TRIBUNNEWS.COM, JAKARTA – Guru Besar Hukum Pidana Universitas Al-Azhar Jakarta Suferji Ahmad meminta majelis hakim independen Mahkamah Agung (MA) mempertimbangkan uji materi yang diajukan mantan Bupati Tana Bumbo Mardani (PK). untuk memutuskan. Maming.
Menurut dia, putusan KPK terhadap penjatuhan pidana korupsi perizinan pertambangan (IUP) harus berdasarkan bukti
“Hakim memutuskan suatu perkara berdasarkan bukti, bukan campur tangan.” “Harus begitu,” kata Superji dalam keterangannya, Jumat (9/6/2024).
Superji menyebut MA bisa saja melanggar hukum jika memutus PK berdasarkan campur tangan.
Superji menambahkan, putusan MA akan menimbulkan ketidakadilan jika memutuskan PK atas dasar campur tangan dan “serak”.
“Iya melanggar hukum (putusan juri berdasarkan intervensi, Red) dan menimbulkan ketidakadilan,” imbuhnya.
Pemberontak e. Maming sendiri awalnya divonis sepuluh tahun penjara pada 10 Februari 2023 oleh majelis hakim Pengadilan Tipikor Banjaramasin terkait kasus suap terkait pengalihan izin transaksi pertambangan (IUP) saat masih menjabat Bupati Tanahbumbu.
Selain itu, Majelis Hakim yang diketuai oleh Heru Kuntjoro juga menjatuhkan hukuman denda sebesar Rp 500 miliar dengan perintah jika tidak dibayar maka denda tersebut akan diubah menjadi pidana kurungan selama empat bulan.
Selain itu, terdakwa Mardani H. Maming juga diperintahkan membayar ganti rugi sebesar RAF 110.601.731.752 (RAF 110,6 miliar).
Jika Anda tidak membayar dalam waktu satu bulan setelah keputusan pengadilan menjadi final, properti tersebut akan dilelang untuk menutupi kompensasi. Jika terdakwa tidak mempunyai cukup harta untuk membayar uang penukaran, maka akan dipidana dua tahun penjara.
Tak terima dengan putusan tersebut, Mardani mengajukan banding dan JPU KPK tak mau kalah karena juga mengajukan banding ke PT Banjarmasin.
Oleh PT Banjarmasin, hukuman Mardani justru ditingkatkan menjadi 12 tahun penjara dan denda Rp500 juta oleh PT Banjarmasin melalui Keputusan Nomor 3/PID.SUS-TPK/2023/PT BJM.
Mardani mengajukan banding melalui kuasa hukumnya dan Mahkamah Agung menolak keputusannya.
Mardani dan kuasa hukumnya masih belum puas dengan keputusan tersebut dan rupanya mengajukan PK.

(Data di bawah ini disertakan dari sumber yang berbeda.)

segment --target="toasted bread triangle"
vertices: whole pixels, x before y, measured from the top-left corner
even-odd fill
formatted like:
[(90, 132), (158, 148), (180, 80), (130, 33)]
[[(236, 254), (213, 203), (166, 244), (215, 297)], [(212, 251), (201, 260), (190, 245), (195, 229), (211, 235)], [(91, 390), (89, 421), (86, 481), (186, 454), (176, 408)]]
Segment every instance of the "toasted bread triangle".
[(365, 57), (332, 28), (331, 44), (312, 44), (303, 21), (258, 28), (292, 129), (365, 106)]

Permohonan PK diajukan karena pemohon menilai keputusan juri mengandung kesalahan dan inkonsistensi.
Jaksa Komisi Pemberantasan Korupsi, Grafis Leoserta, sebelumnya telah meminta Mahkamah Agung (MA) membubarkan PK tersebut.
“Kami berkesimpulan tidak ada satupun alasan yang dapat menjadi dasar untuk menyimpulkan bahwa keputusan hakim adalah sebuah kesalahan. Baik keputusan panel pertama, banding, maupun hukuman mati, kata Graphic beberapa waktu lalu seperti dikutip Banjarmasin Post.